Особенно жду я, потому что Изадора ровно ни черта не понимает в практических делах, а мне оч[ень] больно смотреть на всю эту свору бандитов, которая ее окружает».
Трезвый Есенин с болью смотрит на «свору бандитов», которые окружают не в меру щедрую Дункан, любящую не только выпить, но непременно выпить в компании. Но разве он сам не был таким? Разве вокруг него не вились толпы бездарных прихвостней, жаждущих погулять за его счет? Сходство характеров не всегда идет на пользу совместной жизни.
Следующая остановка — Париж. Попасть туда после берлинских скандалов было непросто. Супругов официально уведомили, что во Францию их впустят, только если они не будут заниматься «красной пропагандой», и что полиция получила предписание держать их под строгим надзором. На что Дункан ответила, что она не имеет никакого отношения к политике и только хочет дать несколько выступлений, чтобы заработать денег для своей школы в Москве.

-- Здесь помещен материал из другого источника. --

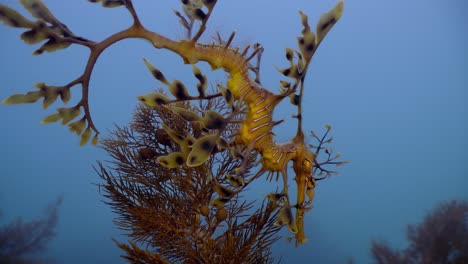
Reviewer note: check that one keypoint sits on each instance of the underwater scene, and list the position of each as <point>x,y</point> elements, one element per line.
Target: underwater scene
<point>204,131</point>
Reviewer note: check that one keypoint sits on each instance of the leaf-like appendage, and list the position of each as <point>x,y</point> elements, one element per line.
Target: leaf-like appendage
<point>172,134</point>
<point>173,160</point>
<point>177,88</point>
<point>277,198</point>
<point>185,114</point>
<point>68,114</point>
<point>77,126</point>
<point>227,94</point>
<point>51,118</point>
<point>65,94</point>
<point>95,140</point>
<point>289,54</point>
<point>29,97</point>
<point>214,120</point>
<point>85,136</point>
<point>36,34</point>
<point>202,81</point>
<point>201,150</point>
<point>38,10</point>
<point>310,191</point>
<point>12,18</point>
<point>154,99</point>
<point>329,19</point>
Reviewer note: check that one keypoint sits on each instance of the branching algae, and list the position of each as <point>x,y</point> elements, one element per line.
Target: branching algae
<point>251,106</point>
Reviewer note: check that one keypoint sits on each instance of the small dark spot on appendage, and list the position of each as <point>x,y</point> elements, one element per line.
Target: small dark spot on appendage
<point>200,90</point>
<point>206,146</point>
<point>12,21</point>
<point>296,99</point>
<point>180,160</point>
<point>228,95</point>
<point>159,101</point>
<point>200,78</point>
<point>158,75</point>
<point>327,24</point>
<point>200,14</point>
<point>180,91</point>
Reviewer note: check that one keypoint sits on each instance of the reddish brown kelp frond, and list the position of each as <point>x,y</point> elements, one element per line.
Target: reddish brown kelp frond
<point>185,214</point>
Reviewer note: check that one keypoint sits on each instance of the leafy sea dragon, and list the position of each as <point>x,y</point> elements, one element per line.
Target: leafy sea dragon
<point>242,93</point>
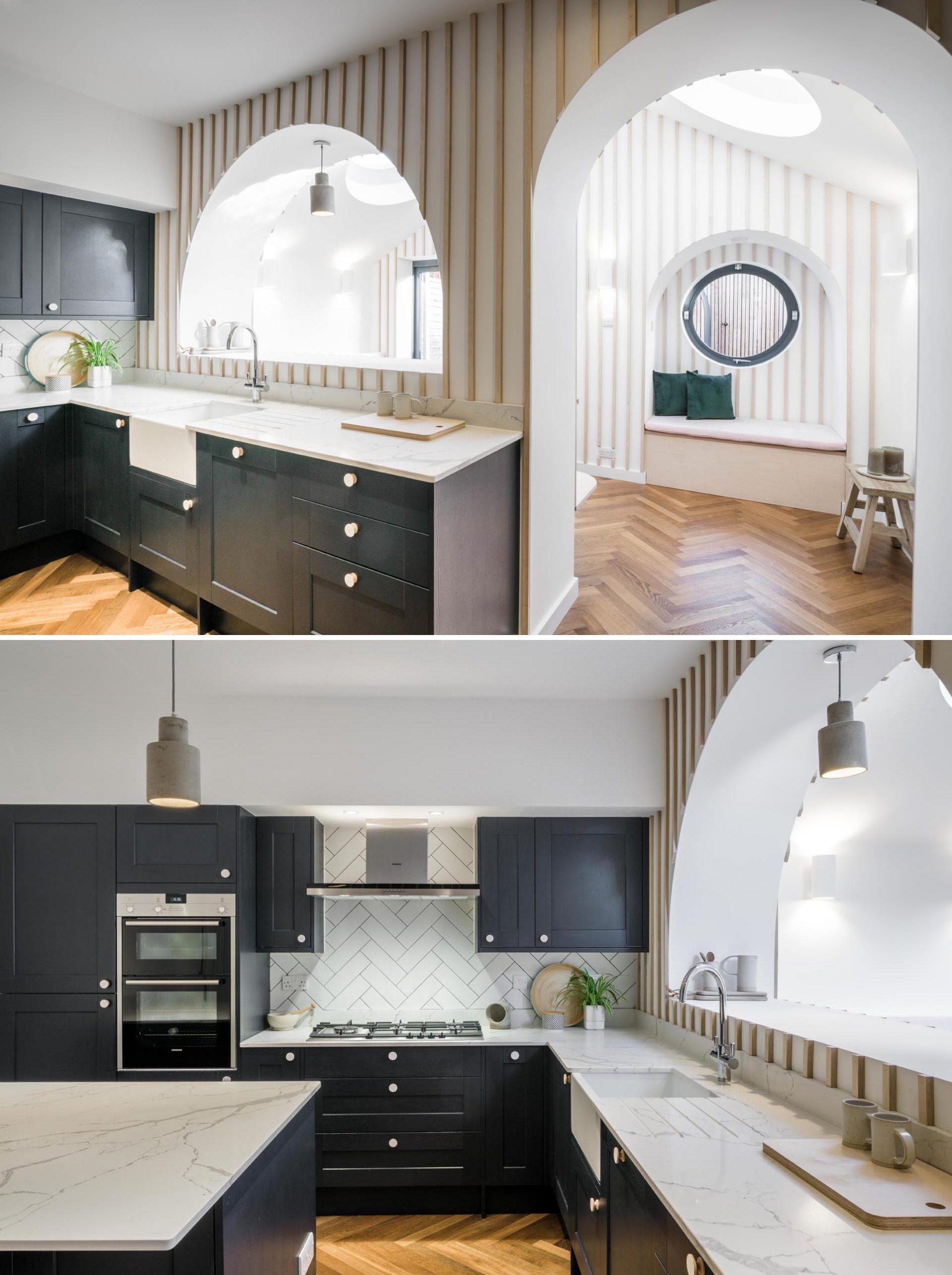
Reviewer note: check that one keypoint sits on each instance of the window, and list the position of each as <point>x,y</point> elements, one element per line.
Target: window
<point>741,314</point>
<point>428,310</point>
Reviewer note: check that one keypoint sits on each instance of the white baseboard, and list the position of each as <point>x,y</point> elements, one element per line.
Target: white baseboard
<point>560,610</point>
<point>605,472</point>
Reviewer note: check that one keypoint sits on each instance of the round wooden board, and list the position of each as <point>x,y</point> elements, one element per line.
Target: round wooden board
<point>546,987</point>
<point>44,355</point>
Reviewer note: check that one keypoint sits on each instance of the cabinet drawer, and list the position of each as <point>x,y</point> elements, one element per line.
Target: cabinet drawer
<point>389,499</point>
<point>374,605</point>
<point>365,541</point>
<point>350,1105</point>
<point>401,1060</point>
<point>382,1159</point>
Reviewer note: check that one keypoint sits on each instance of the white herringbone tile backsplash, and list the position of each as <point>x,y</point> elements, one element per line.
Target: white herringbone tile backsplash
<point>16,335</point>
<point>386,958</point>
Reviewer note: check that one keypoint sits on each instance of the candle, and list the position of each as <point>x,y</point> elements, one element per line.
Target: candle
<point>894,462</point>
<point>876,461</point>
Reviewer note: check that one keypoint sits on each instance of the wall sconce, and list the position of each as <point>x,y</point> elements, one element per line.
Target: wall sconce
<point>823,877</point>
<point>895,254</point>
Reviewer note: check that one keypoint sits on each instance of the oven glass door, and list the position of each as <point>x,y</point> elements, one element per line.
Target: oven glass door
<point>176,949</point>
<point>182,1024</point>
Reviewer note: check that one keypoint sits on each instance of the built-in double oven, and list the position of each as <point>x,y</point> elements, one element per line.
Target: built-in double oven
<point>176,982</point>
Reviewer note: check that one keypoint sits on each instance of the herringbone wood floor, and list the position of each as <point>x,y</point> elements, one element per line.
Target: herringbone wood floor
<point>425,1245</point>
<point>654,560</point>
<point>78,596</point>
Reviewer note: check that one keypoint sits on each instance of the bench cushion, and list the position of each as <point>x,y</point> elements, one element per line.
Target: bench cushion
<point>779,434</point>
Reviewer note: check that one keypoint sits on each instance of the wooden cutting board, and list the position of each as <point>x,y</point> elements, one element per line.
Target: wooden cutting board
<point>546,986</point>
<point>420,429</point>
<point>914,1199</point>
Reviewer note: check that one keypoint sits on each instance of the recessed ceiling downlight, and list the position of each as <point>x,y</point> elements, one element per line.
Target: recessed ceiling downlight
<point>374,180</point>
<point>771,103</point>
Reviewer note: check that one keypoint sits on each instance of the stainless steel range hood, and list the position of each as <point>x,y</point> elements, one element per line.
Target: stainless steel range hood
<point>396,866</point>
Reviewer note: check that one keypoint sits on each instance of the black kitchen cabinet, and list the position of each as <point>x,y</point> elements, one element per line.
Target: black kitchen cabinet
<point>58,1037</point>
<point>506,871</point>
<point>592,884</point>
<point>516,1116</point>
<point>244,520</point>
<point>164,528</point>
<point>32,475</point>
<point>290,855</point>
<point>58,895</point>
<point>562,885</point>
<point>21,252</point>
<point>559,1132</point>
<point>97,260</point>
<point>101,477</point>
<point>272,1064</point>
<point>176,847</point>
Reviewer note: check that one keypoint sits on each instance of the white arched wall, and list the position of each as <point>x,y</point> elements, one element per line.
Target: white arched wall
<point>748,786</point>
<point>880,55</point>
<point>762,239</point>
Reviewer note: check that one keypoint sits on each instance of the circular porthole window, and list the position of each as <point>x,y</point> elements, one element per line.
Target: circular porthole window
<point>741,315</point>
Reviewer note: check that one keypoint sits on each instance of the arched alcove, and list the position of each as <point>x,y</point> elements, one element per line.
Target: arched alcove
<point>875,53</point>
<point>318,290</point>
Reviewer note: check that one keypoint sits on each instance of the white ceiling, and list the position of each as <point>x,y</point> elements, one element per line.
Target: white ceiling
<point>855,147</point>
<point>179,59</point>
<point>461,668</point>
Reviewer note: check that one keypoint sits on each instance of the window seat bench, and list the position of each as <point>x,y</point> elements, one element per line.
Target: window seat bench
<point>778,434</point>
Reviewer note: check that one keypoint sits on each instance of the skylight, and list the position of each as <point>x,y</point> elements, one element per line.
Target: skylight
<point>771,103</point>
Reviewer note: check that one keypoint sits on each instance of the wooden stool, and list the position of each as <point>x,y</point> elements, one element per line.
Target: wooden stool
<point>871,495</point>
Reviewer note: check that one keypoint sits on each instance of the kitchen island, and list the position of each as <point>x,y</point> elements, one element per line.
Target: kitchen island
<point>196,1178</point>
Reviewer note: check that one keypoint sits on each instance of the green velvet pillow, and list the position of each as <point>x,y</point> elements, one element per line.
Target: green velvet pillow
<point>671,394</point>
<point>709,398</point>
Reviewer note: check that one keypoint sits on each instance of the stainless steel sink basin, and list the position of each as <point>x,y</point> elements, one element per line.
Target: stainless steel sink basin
<point>161,442</point>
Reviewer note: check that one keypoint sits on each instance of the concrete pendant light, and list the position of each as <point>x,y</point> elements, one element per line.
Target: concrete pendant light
<point>842,741</point>
<point>322,193</point>
<point>173,763</point>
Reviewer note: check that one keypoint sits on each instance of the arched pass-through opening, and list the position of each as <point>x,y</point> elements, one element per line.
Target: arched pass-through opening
<point>878,55</point>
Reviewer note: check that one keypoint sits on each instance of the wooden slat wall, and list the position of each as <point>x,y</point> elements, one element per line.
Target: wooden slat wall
<point>689,712</point>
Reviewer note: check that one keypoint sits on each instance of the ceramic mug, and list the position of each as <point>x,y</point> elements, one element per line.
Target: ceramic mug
<point>891,1140</point>
<point>857,1112</point>
<point>744,972</point>
<point>404,406</point>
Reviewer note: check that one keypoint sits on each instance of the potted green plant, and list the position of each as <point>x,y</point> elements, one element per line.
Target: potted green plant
<point>97,359</point>
<point>599,996</point>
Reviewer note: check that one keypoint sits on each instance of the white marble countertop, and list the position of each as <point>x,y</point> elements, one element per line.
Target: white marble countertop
<point>703,1158</point>
<point>298,427</point>
<point>128,1166</point>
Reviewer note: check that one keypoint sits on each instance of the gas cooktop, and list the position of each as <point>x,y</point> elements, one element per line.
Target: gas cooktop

В Париж чета Есениных прибыла в 20-х числах июля. Там они пробыли около двух месяцев, совершая поездки в Италию и другие места. Всюду в их честь устраивались приемы, на которых Есенин вел себя как ангел. Сопровождавшая их переводчица Л. Кинел вспоминала: Есенин рассказывал о своей жизни. «Голос его был мягок. Глаза — мечтательные. И было во всем его облике что-то такое, отчего душа его представлялась душой ребенка и в то же время душой непостижимо мудрой и необыкновенно чувствительной».
Но и в Париже, и в Италии его больше всех достопримечательностей интересовало, как обстоит дело с переводами и публикацией его стихов.
В Париже Дункан дает интервью, прямо противоположное тому, что она говорила в Берлине. Корреспондент объясняет это тем, что русские переводчики исказили ее слова. «Оказывается, что она поехала в Россию, ибо наскучила жизнью в Европе и надеялась найти там новую правду. Но на поверку оказалось, что у большевиков очень мало оригинальности. А главное — большое неустройство. Она хотела, например, открыть школу пластики для 1000 детей, а вышло, что помещения и постелей не хватило и на 50.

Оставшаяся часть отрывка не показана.